Aber auch Histörchen ganz anderer Art erlebte sie in den zurückliegenden 23 Jahren. Als ein Ehepaar die Geschichte ihres Großvaters erforschte, bekam es Stielaugen: Der Opa war ein kleiner Felix Krull gewesen. Er hatte seine Familie in Calbe sitzen gelassen, sich anderswo als betuchter Gutsherr ausgegeben und dort eine "gute Partie" gemacht.

In die Rubrik "Rosamunde Pilcher" würde auch folgende Geschichte passen: Ein verwundeter Wehrmachtssoldat - er lag im provisorischen Lazarett am Kino - traf dank Angelika Müller seine ehemalige Pflegerin wieder. Die beiden Hochbetagten waren sehr bewegt, als sie sich gegenüber standen. Was eigentlich nicht unbedingt die Aufgabe einer städtischen Archivpflegerin ist, aber der Stadt Menschlichkeit bescheinigt.

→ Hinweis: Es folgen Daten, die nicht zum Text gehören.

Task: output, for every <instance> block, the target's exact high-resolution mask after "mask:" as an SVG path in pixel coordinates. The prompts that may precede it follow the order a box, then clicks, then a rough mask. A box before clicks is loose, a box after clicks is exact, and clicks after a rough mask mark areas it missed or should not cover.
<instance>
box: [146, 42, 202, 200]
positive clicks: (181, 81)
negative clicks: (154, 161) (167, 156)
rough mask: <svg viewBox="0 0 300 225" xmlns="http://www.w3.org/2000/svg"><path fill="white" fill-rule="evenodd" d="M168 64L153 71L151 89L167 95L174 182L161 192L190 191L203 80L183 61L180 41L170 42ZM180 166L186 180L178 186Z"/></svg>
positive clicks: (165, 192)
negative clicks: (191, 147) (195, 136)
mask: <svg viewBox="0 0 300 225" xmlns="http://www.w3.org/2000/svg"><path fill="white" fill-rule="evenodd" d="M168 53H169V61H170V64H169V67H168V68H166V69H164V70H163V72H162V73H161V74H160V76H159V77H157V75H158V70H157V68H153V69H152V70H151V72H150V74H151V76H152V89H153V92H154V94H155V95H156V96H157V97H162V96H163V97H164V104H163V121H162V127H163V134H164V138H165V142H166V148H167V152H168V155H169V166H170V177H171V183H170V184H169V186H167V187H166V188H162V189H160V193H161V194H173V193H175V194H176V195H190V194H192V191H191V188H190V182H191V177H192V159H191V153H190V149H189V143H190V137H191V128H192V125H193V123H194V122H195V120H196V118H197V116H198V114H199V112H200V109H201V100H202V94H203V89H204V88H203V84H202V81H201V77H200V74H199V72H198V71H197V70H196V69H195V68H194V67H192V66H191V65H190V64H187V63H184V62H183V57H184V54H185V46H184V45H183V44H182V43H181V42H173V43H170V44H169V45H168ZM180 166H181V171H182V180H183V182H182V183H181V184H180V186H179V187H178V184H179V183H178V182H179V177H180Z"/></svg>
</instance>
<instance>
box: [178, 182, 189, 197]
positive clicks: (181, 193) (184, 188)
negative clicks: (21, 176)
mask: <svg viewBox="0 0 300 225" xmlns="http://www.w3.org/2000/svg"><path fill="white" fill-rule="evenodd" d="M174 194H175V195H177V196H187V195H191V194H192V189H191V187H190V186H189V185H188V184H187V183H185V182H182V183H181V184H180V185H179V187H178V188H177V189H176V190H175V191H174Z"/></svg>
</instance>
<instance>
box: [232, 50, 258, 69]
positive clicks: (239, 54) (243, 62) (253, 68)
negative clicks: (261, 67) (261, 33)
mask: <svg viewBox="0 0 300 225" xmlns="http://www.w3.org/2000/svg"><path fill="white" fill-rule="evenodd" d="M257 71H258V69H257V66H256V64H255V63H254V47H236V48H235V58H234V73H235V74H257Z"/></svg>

Eines der ältesten Papiere des Stadtarchivs ist übrigens ein schweinelederner Band Schuldverschreibungen, dessen ältestes Blatt von 1373 (!) stammt. Während andere Vorgänge im Laufe der Jahrhunderte abhanden kamen, wurden diese Papiere sorgfältig gehütet. Was mal wieder zeigt, dass, weil´s um´s Geld ging, die Kommunaloberen zu allen Zeiten sehr sorgfältig sein konnten.